DNC Rolls Out New Data Warehouse
April 2, 2019
After many months of preparation and intense development efforts, the DNC is rolling out a brand new, state-of-the-art Data Warehouse. This is one of the biggest efforts to date fulfilling Chairman Tom Perez’s commitment to overhaul the party’s tech and data infrastructure.
The Data Warehouse is the centerpiece of our tech efforts and will allow campaigns and committees at all levels of Democratic politics to better store, access, and analyze their data. It will also help us to continue to innovate, expand and improve our data capabilities in 2019, 2020, and beyond. The new Data Warehouse replaces Vertica, which was established as a temporary solution in 2011, and will make it dramatically easier to run smart, data-driven campaigns no matter what office a Democrat is seeking. This is a game changer.
Wired: INSIDE THE DEMOCRATS’ PLAN TO FIX THEIR CRUMBLING DATA OPERATION
Since 2011, Vertica has been the Democratic Party’s central repository for data—a place to store every state’s voter file, every door knock and phone call organizers make, and every bit of commercially available data campaigns collect. It played an important role in President Obama’s successful bid for reelection in 2012, and established having a strong data operation as core to modern-day campaigning. After just a few years, however, the system was already showing its age, and many Democrats feared that the lack of a strong data operation could handicap their candidates in 2020 and beyond.

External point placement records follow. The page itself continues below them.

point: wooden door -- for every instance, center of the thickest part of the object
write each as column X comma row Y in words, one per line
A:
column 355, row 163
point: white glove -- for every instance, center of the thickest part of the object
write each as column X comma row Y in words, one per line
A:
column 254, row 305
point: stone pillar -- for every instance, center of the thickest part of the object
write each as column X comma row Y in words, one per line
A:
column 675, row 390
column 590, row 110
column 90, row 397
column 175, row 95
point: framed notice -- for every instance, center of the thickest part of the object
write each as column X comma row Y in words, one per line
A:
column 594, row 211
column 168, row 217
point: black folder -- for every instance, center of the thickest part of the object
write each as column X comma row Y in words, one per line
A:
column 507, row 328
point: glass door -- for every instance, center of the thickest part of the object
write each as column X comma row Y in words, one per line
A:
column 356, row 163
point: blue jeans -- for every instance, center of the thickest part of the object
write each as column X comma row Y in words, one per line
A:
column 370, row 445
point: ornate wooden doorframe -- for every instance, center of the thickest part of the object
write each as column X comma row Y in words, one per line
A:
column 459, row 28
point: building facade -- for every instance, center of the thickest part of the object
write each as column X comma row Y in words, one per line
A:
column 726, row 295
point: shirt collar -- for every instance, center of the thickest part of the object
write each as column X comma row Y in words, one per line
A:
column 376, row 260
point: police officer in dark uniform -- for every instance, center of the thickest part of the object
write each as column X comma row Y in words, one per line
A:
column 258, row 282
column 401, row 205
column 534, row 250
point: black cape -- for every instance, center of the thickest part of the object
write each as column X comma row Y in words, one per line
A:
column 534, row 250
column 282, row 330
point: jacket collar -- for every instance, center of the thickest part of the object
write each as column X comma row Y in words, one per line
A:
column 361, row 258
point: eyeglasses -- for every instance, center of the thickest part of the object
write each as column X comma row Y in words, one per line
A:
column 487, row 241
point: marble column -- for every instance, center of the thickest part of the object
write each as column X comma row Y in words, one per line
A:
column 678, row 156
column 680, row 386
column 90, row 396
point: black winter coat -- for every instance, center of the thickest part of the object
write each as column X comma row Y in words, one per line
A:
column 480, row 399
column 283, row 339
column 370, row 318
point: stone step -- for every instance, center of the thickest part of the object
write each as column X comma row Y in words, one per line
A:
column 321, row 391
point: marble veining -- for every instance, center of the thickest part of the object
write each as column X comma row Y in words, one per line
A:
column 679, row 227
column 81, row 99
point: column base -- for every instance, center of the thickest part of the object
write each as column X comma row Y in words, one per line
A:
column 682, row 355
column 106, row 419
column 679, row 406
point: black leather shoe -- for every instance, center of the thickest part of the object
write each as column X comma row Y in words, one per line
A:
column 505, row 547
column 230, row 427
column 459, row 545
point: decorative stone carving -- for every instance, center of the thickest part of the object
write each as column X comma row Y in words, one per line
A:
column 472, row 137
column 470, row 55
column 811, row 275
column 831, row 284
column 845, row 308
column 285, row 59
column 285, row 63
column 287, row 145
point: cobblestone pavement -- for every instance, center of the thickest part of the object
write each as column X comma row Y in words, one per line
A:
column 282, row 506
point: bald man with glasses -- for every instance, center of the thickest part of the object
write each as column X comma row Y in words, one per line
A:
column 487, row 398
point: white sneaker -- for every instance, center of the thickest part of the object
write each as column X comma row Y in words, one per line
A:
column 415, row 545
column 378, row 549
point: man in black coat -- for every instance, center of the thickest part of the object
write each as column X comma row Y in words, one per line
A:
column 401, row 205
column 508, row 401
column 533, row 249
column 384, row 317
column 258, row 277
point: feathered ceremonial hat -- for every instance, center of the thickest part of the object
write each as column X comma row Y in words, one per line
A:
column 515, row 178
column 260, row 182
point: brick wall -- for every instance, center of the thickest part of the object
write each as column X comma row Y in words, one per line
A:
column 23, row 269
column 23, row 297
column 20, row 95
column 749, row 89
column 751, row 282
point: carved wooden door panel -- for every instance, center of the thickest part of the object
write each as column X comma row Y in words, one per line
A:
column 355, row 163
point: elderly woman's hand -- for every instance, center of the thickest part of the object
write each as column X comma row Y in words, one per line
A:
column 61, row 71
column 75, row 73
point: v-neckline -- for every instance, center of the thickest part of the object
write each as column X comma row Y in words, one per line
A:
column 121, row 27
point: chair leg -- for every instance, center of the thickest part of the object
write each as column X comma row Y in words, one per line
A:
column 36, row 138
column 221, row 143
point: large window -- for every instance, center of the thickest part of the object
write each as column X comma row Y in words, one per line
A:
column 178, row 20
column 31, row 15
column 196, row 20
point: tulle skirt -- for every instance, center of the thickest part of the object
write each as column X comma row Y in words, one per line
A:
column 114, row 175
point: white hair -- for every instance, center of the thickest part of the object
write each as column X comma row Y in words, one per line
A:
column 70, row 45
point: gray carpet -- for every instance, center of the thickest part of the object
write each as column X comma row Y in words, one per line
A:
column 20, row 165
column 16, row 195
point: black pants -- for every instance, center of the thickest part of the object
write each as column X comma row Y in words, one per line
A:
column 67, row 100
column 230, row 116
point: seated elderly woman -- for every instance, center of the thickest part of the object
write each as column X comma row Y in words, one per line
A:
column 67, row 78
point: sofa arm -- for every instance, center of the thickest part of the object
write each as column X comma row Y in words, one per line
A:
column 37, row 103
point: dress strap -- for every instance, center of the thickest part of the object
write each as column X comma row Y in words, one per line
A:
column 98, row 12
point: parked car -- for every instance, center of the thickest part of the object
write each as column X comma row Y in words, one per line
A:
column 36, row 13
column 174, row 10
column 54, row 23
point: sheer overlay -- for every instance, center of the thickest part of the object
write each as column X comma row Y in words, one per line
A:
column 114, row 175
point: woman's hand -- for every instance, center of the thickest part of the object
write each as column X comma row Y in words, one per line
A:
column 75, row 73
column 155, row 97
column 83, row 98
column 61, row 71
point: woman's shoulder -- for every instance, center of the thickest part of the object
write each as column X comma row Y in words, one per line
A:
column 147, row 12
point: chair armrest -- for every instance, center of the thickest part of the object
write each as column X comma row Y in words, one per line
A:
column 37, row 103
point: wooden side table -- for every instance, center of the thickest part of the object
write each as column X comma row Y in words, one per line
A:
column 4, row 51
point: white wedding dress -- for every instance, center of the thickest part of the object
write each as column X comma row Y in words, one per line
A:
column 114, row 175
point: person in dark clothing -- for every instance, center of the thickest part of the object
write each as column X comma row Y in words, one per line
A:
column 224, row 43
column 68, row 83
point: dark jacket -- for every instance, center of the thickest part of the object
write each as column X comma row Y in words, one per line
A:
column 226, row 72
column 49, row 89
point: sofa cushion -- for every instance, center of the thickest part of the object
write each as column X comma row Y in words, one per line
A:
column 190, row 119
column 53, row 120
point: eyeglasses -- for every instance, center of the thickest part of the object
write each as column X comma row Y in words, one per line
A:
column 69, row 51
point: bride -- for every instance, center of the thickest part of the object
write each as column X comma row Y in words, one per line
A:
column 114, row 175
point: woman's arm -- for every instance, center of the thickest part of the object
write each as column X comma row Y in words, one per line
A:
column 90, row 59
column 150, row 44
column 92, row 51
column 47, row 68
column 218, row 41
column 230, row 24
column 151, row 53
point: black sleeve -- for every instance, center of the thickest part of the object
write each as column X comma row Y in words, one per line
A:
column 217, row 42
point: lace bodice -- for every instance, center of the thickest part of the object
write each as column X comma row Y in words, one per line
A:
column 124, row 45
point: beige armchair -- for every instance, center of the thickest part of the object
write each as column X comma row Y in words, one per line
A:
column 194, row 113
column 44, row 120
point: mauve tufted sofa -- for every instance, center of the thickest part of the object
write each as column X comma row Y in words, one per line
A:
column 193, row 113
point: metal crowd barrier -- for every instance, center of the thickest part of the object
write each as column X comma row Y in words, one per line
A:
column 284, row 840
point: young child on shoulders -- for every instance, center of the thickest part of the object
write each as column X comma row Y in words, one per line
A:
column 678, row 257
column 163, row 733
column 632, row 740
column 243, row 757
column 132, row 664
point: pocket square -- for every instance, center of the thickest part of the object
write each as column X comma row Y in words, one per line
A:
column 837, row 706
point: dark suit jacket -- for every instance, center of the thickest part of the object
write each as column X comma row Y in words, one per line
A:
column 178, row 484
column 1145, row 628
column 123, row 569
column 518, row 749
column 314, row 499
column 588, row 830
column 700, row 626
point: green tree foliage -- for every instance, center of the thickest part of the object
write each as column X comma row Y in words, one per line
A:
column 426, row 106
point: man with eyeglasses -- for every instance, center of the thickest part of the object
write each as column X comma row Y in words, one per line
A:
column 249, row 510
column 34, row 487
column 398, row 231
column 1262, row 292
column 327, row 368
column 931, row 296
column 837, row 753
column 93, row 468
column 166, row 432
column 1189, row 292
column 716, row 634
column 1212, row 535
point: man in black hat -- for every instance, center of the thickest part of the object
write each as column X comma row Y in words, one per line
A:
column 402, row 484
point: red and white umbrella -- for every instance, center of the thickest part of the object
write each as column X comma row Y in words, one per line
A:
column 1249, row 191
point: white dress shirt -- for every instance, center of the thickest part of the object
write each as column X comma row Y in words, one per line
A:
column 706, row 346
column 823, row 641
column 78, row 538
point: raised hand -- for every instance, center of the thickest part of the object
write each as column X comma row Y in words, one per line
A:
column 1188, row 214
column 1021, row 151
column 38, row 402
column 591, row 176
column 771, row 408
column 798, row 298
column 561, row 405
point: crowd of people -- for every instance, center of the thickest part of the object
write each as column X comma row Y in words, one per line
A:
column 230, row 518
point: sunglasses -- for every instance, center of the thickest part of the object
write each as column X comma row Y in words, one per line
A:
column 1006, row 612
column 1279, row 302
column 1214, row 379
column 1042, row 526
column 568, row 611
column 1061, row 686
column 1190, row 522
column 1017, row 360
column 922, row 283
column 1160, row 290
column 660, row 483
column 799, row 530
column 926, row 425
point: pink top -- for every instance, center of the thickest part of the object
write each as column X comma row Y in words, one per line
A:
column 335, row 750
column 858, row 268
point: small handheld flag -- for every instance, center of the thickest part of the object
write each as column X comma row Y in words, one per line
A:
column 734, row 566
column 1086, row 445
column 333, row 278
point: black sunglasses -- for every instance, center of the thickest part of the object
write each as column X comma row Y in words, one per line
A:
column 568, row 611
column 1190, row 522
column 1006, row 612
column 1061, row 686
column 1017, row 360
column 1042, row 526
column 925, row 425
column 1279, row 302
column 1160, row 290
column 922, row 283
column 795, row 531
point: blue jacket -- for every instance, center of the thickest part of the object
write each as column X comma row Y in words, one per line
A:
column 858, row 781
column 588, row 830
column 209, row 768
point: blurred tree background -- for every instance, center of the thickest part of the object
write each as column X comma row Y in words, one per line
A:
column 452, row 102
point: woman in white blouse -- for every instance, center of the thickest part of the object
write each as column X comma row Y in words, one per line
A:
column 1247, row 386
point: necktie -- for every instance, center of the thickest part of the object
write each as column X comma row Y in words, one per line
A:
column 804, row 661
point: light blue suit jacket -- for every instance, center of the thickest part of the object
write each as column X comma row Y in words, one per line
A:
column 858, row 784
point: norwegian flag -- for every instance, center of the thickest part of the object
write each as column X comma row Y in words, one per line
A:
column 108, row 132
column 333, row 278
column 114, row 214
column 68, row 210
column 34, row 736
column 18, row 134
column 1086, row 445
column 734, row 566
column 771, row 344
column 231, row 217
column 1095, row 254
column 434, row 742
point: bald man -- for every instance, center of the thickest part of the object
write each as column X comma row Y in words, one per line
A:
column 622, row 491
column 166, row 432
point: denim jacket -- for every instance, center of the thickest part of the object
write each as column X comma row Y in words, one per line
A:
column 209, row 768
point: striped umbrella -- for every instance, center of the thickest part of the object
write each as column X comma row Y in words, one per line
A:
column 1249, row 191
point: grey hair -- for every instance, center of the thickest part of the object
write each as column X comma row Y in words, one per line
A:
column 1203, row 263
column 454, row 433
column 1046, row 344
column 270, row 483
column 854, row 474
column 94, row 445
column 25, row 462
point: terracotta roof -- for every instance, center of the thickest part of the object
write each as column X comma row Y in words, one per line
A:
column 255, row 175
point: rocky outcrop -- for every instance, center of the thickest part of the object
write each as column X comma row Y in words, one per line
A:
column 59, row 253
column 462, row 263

Krikorian started hearing what he calls “war stories” about Vertica almost immediately, as he interviewed former campaign staffers like Robby Mook, Clinton’s campaign manager, and Stephanie Hannon, a former Googler and Clinton’s chief technology officer. The system was famous for crashing for 16 hours at a time. One data director in North Carolina told him she used to nap in her car just waiting for Vertica to come back online. Mook, Krikorian recalls, likened Vertica to Beirut—when the system got overloaded, as it almost always did, it would just shut down until the shelling stopped.
“It’s not the system’s fault it wasn’t working,” Mook tells WIRED. “It wasn’t built to last a long time or have the number of users it ended up having.”
For Krikorian, Vertica seemed like the main impediment to technological progress within the party. “I came in with a whole set of lofty goals of things we wanted to achieve at the party,” Krikorian says. “Once I peeled the onion, it all sort of came down to, well, we can’t do Interesting Thing X until Vertica’s fixed.”
So, in the months before the 2018 midterms, a make-or-break election for Democrats, he made the risky bet to divide his 40-person tech staff into two teams. One team would need to keep Vertica alive through Election Day; the other would be in charge of building whatever came next.
Now, Krikorian’s team is preparing to pull the plug on Vertica and stand up a new, more powerful system called, simply, the Data Warehouse. It will be backed by Google’s analytics tool called BigQuery, a cloud-based platform capable of handling massive datasets at the scale and speed necessary for an organization the size of the Democratic party.
“One of my top priorities has been to overhaul the party’s tech and data infrastructure and make sure we put the 2020 nominee and all of our candidates in the best possible position to take on the GOP and win,” DNC chair Tom Perez told WIRED in a statement. “The DNC’s Data Warehouse is the centerpiece of our tech efforts and will allow campaigns and committees to better store, access, and analyze their data.”